A diversidade dos procedimentos utilizados para se contar esse “filme virtual” deve evitar a monotonia de um simples recito-monólogo, mantendo-se ao mesmo tempo dentro dos limites orçamentários de um documentário. Por exemplo: filmagem da reportagem em um ou dois cenários exteriores ou interiores previstos para o filme inicial; leitura pelos atores de passagens da adaptação ou, se necessário, do livro adaptado; fotos com narração; depoimento do diretor; perguntas e respostas com um jornalista; intervenções do roteirista, dialoguista, músico; citações de outros filmes do mesmo autor etc. Utilização alternada de elementos diferentes. E, se o orçamento permitir, mise en scène pelo cineasta de uma ou duas seqüências pouco custosas.

A soma desses elementos deve, em última instância, descrever tanto quanto possível a totalidade do filme, e dar uma idéia do estilo da mise en scène. Uma apresentação biográfica do cineasta poderia ser situada no início, como uma introdução.

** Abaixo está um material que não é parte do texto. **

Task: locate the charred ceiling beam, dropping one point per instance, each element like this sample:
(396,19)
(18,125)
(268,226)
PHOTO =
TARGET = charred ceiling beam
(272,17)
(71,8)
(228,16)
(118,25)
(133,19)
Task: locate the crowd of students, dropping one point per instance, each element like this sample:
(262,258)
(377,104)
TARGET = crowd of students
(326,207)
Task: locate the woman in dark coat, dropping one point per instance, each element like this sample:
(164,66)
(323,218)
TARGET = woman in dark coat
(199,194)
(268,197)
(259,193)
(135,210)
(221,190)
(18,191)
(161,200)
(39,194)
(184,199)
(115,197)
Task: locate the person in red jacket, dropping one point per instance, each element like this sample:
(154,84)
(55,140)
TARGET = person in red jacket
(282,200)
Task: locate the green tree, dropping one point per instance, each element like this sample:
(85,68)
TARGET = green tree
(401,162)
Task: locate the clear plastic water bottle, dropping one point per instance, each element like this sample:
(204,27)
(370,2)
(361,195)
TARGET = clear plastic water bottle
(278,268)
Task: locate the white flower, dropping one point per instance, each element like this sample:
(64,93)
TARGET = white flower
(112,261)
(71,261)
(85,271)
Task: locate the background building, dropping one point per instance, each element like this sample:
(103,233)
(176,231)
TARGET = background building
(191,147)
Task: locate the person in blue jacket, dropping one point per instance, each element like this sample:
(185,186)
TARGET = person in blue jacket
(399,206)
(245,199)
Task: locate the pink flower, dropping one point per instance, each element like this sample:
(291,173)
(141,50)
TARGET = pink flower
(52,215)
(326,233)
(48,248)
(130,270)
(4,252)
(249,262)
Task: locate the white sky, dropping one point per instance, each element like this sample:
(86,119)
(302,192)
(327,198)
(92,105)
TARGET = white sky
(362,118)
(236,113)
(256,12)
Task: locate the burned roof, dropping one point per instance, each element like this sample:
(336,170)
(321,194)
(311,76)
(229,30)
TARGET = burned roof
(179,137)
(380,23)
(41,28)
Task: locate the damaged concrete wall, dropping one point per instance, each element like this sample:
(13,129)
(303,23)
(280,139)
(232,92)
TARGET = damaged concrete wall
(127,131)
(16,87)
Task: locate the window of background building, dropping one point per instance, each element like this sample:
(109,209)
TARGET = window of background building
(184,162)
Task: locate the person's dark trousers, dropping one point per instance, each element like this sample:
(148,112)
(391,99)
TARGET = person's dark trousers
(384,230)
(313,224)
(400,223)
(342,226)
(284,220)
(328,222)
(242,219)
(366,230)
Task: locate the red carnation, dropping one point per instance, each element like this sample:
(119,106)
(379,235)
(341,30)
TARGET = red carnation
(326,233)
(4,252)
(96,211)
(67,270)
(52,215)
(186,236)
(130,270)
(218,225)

Imaginemos nossa felicidade se possuíssemos tais documentos sobre e com Lang, Gance, Stroheim, Welles, para citar apenas quatro cineastas impedidos pelos financiadores - que perdem muitas vezes dinheiro com fiascos - de realizar projetos que poderiam ter sido grandes obras.

1989
Março


Pequeno evento mas um grande dia para mim: o Prêmio Simone Genevois de melhor livro sobre o cinema concedido a La mise en scène comme langage por este impressionante júri composto notavelmente por Astruc, Tavernier, Sautet, o produtor Rousset-Rouard, os amigos Marmin, Beylie e Török, o historiador Philippe d’Hugues, o teleasta e cinéfilo Dominique Rabourdin... Foi a afortunada ocasião, em particular, de rever alguém que as coisas da vida - familiares a Claude Sautet - desviaram da minha rota durante trinta anos: Alexandre Astruc. Embora em má condição física, e andando com certa dificuldade, eu o achei tão brilhante como no momento de Une vie, a mente sempre borbulhando com projetos. Oferecem-lhe cada vez menos, infelizmente, os meios de realizá-los.

1958
Maio


Visita a Astruc com Marc Bernard, primeiramente para falar sobre seu último filme, Une vie, e depois para expandir a conversa ao conjunto de suas concepções cinematográficas e estéticas em geral. Entrevista apaixonante, que durou pelo menos duas horas, gravadas no magnetofone e abundantemente regada a Ballantine’s... Nosso anfitrião me pareceu vivo, mordaz, armado de belas certezas e, o que nada tem de surpreendente, excelente conhecedor do cinema americano.

Janeiro

O mais belo filme em cores que conheço, disse-me Vadim, é o filme de Astruc. (Trata-se de Une vie.) Os produtores arrancavam os cabelos, eles crêem que será um desastre. Já eu creio que se sairá muito bem, porque ele jogou o jogo do melodrama. É também a primeira vez que vejo Astruc tão vivo, tão verdadeiro, tão humano. Acho esse filme maravilhoso. Eu lhe disse: ‘Quando o filme for visto, dirão que sou o Astruc dos pobres!’. Eu não tinha nada em comum com Astruc, até agora. Tínhamos verdadeiramente dois temperamentos opostos. Mas acho que seu filme tem uma classe extraordinária no plano plástico e que repentinamente, ao mesmo tempo, ele encontrou um tom humano que é espantoso. Eu também acho que é em parte graças a Christian Marquand. Com toda a modéstia também, conversei freqüentemente com ele e ele talvez tenha comunicado o desejo de coisas um pouco mais verdadeiras, de não se ocupar unicamente do lado estético. Seu filme é admirável, de cores belíssimas... Nunca havia visto nada tão bonito. Gostei de Le rideau cramoisi, não gostei de Les mauvaises rencontres, mas Une vie me impressionou tanto quanto Vidas Amargas.”